I hate to moan and groan on a blog because isn’t that what everyone does? But lately things have just been downhill, man. I’m exhausted from work and life – and that’s probably not helping my outlook on life! It makes every little mishap seem like a slight at me, specifically. Sometimes I feel like a crazy old lady. A cat lady. Without any cats to call her own.
This is one of those times when I miss – dare I say it? – that word overused at Houghton, but one that still holds a lot of goodness: community. I’m also aware that I’m vulnerable in every way, especially spiritually. When something happens to upset me (an idiot driver tailing me because he/she doesn’t read speed limit signs, someone close to me disappoints me, a kid at preschool having to be put in time out over & over, or when I forget I have a meeting & leave work too late) I know I can choose how I react. Am I going to have a good day? Or a horrific one?
Of course this is easier said than done but I’m going to keep pressing on.
Looking on the Brightside:
1.) Romantically speaking, I’ve yet to have a very good Valentine’s Day, BUT it is still one of my favorite holidays! Only 7 days to go. And is there any better place to be than a preschool for Valentine’s Day? Everyone’s mom brings cake/cards/candy.
2.) I finished one of my new books today.
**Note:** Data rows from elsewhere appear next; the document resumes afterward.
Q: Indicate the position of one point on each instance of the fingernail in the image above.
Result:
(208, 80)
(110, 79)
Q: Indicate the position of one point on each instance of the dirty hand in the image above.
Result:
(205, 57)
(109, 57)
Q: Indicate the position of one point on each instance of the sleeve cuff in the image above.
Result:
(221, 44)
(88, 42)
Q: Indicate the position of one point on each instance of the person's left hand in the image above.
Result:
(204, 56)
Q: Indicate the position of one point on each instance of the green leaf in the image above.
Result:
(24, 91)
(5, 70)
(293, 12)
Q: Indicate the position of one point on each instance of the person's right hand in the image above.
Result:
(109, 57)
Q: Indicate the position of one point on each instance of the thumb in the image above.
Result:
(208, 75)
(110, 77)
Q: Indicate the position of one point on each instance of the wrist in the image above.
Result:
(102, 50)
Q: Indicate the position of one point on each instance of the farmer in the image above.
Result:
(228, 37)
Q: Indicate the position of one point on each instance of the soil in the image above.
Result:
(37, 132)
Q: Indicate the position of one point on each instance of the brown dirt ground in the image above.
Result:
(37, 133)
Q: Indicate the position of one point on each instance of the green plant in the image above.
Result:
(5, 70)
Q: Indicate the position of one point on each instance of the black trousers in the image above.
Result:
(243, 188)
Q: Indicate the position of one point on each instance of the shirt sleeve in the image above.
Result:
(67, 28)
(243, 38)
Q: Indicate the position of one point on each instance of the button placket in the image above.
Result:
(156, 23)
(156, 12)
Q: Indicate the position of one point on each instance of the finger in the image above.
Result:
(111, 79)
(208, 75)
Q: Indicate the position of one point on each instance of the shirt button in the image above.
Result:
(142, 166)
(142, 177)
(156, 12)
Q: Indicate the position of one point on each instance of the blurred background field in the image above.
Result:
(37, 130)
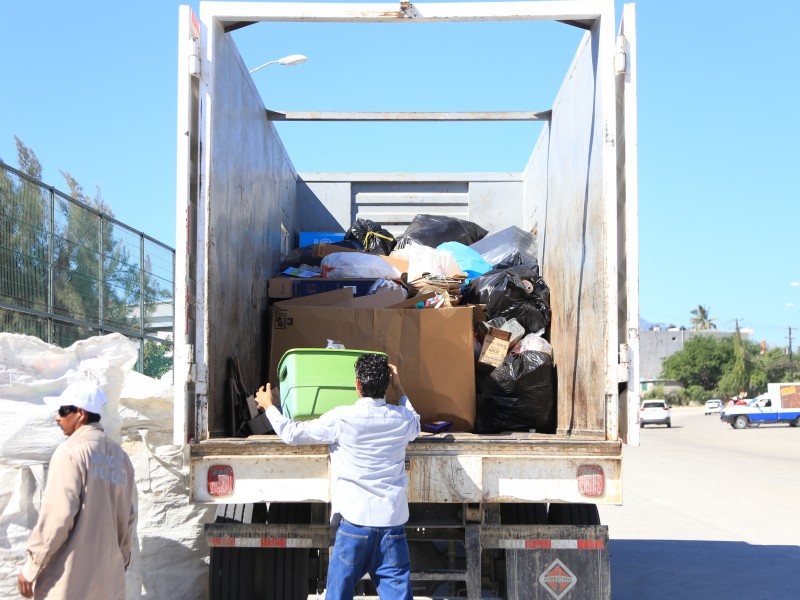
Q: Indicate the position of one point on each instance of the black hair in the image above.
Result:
(372, 372)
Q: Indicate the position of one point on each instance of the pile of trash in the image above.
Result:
(447, 262)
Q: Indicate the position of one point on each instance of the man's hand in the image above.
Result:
(267, 397)
(25, 586)
(395, 381)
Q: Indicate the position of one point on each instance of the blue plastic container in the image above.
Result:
(307, 238)
(313, 381)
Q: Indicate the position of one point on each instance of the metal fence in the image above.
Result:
(68, 272)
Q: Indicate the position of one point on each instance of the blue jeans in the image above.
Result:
(380, 551)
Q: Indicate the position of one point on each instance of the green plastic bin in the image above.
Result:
(313, 381)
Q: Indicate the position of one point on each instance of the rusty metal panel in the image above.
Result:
(249, 190)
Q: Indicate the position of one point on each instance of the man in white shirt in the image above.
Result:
(369, 500)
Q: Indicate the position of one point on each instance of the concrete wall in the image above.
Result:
(332, 201)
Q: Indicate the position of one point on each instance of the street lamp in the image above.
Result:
(289, 61)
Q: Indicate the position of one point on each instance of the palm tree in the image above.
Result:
(701, 321)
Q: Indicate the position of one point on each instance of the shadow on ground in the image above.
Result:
(699, 570)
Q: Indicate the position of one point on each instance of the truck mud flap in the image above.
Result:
(553, 562)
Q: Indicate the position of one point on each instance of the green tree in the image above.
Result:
(701, 320)
(157, 359)
(702, 362)
(771, 367)
(97, 276)
(23, 244)
(742, 365)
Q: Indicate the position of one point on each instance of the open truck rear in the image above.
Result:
(507, 516)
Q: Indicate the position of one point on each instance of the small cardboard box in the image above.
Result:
(495, 347)
(432, 348)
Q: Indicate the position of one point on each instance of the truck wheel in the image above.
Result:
(573, 514)
(740, 422)
(283, 573)
(523, 513)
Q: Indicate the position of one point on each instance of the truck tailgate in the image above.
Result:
(454, 467)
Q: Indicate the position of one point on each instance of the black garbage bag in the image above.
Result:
(432, 230)
(518, 396)
(372, 237)
(305, 255)
(514, 293)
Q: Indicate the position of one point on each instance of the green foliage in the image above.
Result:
(742, 365)
(157, 359)
(711, 367)
(702, 362)
(701, 320)
(76, 263)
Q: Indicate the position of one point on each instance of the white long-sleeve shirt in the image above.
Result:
(368, 447)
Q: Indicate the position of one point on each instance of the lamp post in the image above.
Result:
(289, 61)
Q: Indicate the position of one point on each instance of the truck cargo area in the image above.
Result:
(508, 514)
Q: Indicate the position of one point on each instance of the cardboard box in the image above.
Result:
(295, 287)
(495, 347)
(432, 348)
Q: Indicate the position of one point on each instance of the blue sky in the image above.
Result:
(91, 88)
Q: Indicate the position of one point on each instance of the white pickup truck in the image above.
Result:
(781, 404)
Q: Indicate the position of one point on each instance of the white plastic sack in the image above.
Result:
(423, 259)
(358, 265)
(29, 370)
(534, 342)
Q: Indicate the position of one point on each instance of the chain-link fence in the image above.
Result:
(69, 272)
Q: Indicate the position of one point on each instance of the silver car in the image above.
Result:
(655, 412)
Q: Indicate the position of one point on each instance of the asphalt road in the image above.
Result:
(709, 513)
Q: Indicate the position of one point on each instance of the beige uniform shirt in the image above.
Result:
(81, 545)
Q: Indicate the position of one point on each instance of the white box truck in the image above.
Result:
(492, 516)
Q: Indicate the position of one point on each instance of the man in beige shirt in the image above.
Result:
(81, 544)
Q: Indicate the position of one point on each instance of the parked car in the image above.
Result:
(655, 412)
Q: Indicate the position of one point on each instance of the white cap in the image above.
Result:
(83, 394)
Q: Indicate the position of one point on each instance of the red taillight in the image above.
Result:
(220, 480)
(591, 480)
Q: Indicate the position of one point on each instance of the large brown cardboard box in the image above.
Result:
(432, 348)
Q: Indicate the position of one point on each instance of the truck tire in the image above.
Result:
(283, 573)
(573, 514)
(523, 513)
(231, 573)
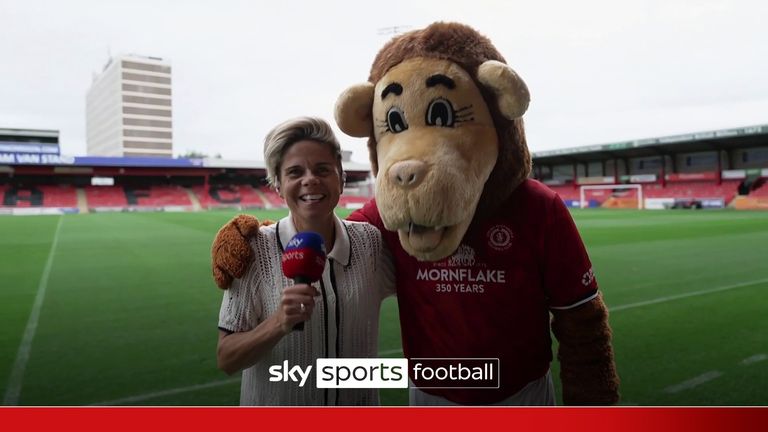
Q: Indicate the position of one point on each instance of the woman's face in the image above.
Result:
(310, 181)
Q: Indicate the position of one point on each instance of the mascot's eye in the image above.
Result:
(440, 113)
(396, 120)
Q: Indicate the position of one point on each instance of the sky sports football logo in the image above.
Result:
(465, 373)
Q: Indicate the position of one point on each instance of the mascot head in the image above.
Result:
(443, 115)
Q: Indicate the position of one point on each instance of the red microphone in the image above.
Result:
(304, 260)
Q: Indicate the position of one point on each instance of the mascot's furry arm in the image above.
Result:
(587, 370)
(231, 253)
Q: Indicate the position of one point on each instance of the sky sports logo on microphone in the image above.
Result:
(465, 373)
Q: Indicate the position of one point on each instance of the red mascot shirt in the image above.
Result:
(491, 298)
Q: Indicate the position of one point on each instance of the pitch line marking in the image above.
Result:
(169, 392)
(145, 396)
(754, 359)
(686, 295)
(13, 392)
(693, 382)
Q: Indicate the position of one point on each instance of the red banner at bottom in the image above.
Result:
(613, 419)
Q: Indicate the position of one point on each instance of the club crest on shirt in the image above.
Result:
(500, 237)
(464, 256)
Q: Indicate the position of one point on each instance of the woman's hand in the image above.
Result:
(296, 305)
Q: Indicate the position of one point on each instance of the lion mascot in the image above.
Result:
(487, 260)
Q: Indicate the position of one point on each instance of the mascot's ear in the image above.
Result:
(511, 91)
(353, 110)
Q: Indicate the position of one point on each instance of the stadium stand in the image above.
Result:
(222, 196)
(53, 196)
(727, 190)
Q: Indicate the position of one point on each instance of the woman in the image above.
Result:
(341, 311)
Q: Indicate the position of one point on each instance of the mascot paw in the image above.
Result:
(231, 251)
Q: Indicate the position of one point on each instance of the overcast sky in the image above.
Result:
(598, 71)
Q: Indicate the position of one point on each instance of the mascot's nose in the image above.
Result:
(407, 174)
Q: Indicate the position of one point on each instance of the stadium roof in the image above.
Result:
(146, 162)
(724, 139)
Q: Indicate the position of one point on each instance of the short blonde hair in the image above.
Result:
(284, 135)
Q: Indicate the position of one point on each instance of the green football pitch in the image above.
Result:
(120, 309)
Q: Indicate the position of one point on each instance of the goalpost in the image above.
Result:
(582, 189)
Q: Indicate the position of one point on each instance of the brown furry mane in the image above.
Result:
(469, 49)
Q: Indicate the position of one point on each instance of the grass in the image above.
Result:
(130, 307)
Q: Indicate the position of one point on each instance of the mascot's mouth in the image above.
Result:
(424, 238)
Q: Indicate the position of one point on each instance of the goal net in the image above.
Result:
(611, 196)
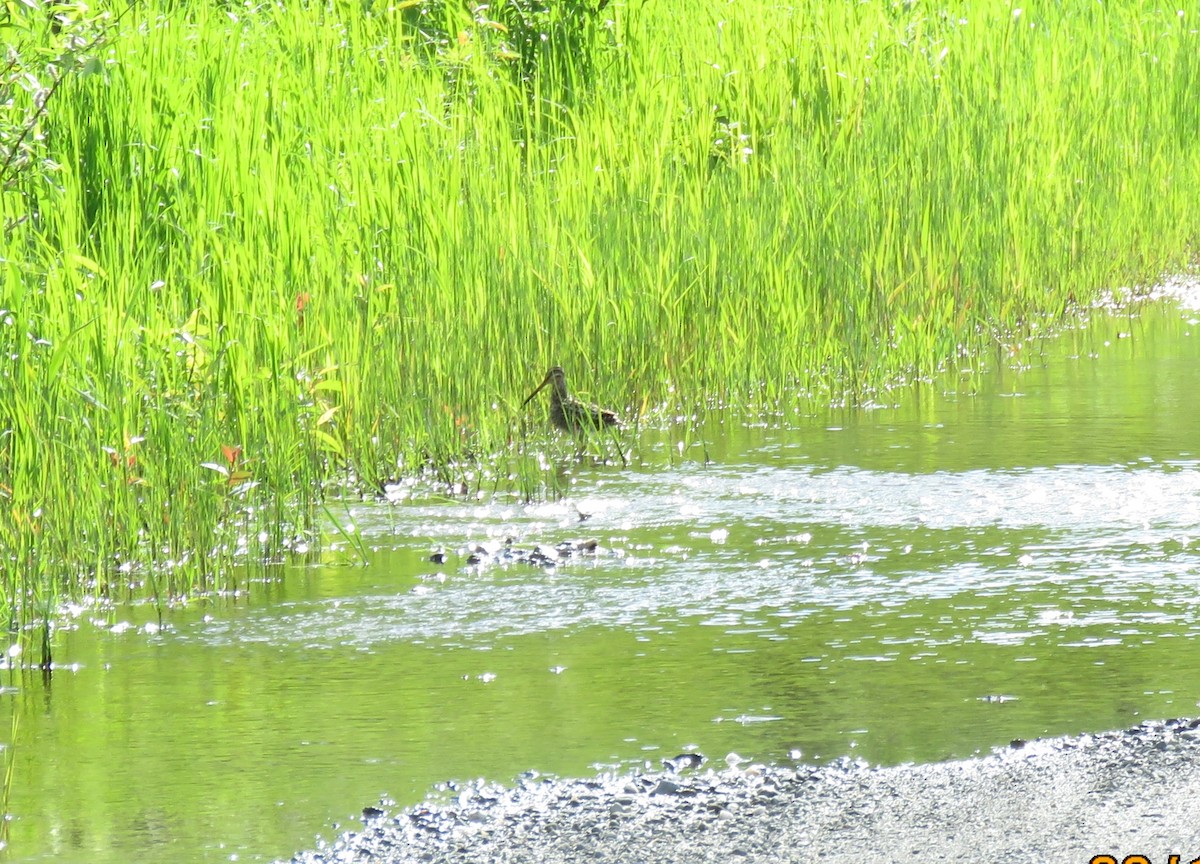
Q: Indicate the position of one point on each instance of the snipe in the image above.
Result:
(567, 412)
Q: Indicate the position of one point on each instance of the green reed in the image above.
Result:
(293, 246)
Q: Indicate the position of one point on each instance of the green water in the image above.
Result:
(855, 583)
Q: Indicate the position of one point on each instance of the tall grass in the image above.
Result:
(289, 244)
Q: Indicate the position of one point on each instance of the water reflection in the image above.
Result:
(911, 581)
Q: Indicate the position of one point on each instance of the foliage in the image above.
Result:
(294, 245)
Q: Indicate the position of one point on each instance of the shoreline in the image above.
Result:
(1131, 792)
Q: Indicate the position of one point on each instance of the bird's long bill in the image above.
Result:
(538, 389)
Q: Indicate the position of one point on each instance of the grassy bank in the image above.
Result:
(286, 245)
3.) I found out how to retrieve all the Iron & Wine and Bon Iver songs I’d purchased on iTunes then lost.
4.) I don’t have morning sickness & I won’t be getting it for years.
5.) I know how to: read, write, walk, drive, speak, hold a conversation, cook, and eat.
6.) Nothing is trying to eat me. (i.e. dinosaurs, lions, or crocodiles)
Let’s hope for that soup recipe tomorrow!